The experiment was repeated once more for a total of ten times, using a contrastive loss, as defined by Equation (3) with a margin value of $0.3$.

Table 2. One-shot test accuracies with a contrastive loss.

Cipher	1	2	3	4	5	6	7	8	9	10	Avg
Speck	1	0.99	1	1	0.99	0.99	0.99	0.99	1	1	0.995
Simon	1	1	1	0.99	1	1	0.99	0.99	0.99	1	0.996

provides the accuracy results. These findings show that a Siamese network with a contrastive loss outperforms the one with cross-entropy loss, and it reaches an average test accuracy of over $99\%$ for both ciphers.
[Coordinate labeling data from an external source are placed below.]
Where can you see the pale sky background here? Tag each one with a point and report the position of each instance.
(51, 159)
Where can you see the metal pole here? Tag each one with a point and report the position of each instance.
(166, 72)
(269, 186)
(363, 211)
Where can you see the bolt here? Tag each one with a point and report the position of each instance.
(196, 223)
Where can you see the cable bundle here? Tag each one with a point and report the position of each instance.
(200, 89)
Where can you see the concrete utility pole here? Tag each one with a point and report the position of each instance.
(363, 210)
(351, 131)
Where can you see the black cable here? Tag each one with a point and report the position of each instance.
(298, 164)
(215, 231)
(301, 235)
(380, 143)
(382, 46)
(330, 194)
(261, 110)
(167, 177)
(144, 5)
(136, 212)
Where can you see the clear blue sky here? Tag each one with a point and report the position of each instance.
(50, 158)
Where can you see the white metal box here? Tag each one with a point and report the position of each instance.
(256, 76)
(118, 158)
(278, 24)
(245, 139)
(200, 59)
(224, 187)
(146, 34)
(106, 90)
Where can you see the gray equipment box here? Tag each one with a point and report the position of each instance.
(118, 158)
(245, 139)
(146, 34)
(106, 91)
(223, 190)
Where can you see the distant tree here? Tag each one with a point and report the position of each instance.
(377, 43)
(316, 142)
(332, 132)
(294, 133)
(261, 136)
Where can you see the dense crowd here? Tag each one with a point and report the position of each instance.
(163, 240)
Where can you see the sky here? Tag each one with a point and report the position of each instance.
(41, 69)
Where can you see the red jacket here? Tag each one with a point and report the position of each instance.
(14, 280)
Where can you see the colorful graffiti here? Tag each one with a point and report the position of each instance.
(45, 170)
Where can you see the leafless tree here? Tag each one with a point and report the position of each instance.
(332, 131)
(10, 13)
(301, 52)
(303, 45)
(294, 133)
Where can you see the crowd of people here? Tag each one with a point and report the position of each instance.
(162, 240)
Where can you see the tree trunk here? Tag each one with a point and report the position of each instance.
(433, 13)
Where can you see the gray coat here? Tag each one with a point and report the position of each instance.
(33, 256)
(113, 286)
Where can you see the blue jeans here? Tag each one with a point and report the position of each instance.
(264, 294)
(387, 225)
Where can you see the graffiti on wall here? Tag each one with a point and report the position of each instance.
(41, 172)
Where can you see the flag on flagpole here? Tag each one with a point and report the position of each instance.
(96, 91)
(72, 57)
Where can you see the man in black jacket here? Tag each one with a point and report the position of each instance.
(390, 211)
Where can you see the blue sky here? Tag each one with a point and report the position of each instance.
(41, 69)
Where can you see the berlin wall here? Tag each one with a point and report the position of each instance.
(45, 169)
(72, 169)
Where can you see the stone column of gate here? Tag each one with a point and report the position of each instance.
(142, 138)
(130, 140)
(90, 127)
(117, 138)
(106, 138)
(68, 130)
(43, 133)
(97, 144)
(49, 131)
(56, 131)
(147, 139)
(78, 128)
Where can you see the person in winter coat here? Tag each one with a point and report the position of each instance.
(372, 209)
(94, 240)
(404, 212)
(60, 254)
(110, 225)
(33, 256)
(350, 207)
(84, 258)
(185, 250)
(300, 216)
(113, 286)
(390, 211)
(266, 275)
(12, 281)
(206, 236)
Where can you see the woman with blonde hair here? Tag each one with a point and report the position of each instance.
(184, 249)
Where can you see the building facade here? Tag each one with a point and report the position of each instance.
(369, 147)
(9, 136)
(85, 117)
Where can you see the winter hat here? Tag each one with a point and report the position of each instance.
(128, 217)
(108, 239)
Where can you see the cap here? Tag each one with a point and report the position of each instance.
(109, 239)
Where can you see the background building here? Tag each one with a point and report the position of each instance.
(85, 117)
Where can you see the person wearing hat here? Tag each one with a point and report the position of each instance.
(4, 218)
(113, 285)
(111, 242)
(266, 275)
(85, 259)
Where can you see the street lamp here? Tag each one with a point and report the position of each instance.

Figure 4 shows the train and validation accuracies for the last run of the experiment on the Speck dataset. As it is clear for the first 100 epochs, accuracies are $100\%$ or close to it, and as the number of epochs increases, the accuracy drops to $84\%$. Thus, the best model is chosen at the first epochs.

The obtained findings demonstrate that our proposed deep learning distinguisher, based on a Siamese network with a contrastive loss and the one-shot learning technique, provides an accurate solution for pseudorandomness evaluation. Our best models achieve an average accuracy of $99.5\%$ for Speck, and $99.6\%$ for Simon. In the case of Speck, Gohr’s approach reached an accuracy of roughly $93\%$ for five rounds of Speck.

As a follow-up research plan, the above findings encourage us to employ Siamese networks to differentiate among various ciphers. To begin, the distinguishability of Speck from Simon has been investigated and, using a binary cross-entropy loss, Speck and Simon outputs are distinguishable with an average accuracy of $94.4\%$ (on 10 experiments, with accuracies in each experiment equal to $0.96,0.93,0.94,0.94,0.96$, $0.95,0.96,0.95,0.93,0.92$). Additional experiments, for example focusing on mixed ciphers, that connect the outputs of the Speck round function to Simon’s inputs, or the other way around, could be helpful in assessing the effectiveness of Siamese networks. Future works might analyze such variants.

6. Conclusions

This paper investigated how to build a DL-based distinguisher for Simon32 and Speck32. Indeed, the two lightweight block ciphers are commonly used in several applications, e.g., in multi-round identification, authentication, and access control schemes, especially in computational limited environments, populated by cheap and resource-constrained devices. Assessing their security is therefore crucial. Although a convolutional Siamese network has proven effective for our task, it is critical to provide adequate training samples to the network (similar and non-similar pairs). For network optimization, two different loss functions have been considered: a binary cross-entropy loss and a contrastive loss function. With a data complexity of $2^{11}\approx 3000$, the network with a binary cross-entropy loss has shown an average test accuracy of $94\%$. The contrastive loss outperformed the binary cross-entropy loss, and gave a higher evaluation accuracy. The results of this paper seem to be quite promising. They need some further evaluation on other primitives, on different datasets and, maybe, on different parameters. However, if the trend is confirmed, Siamese networks would be configured as an important tool to consider in future cryptanalytic tool packets.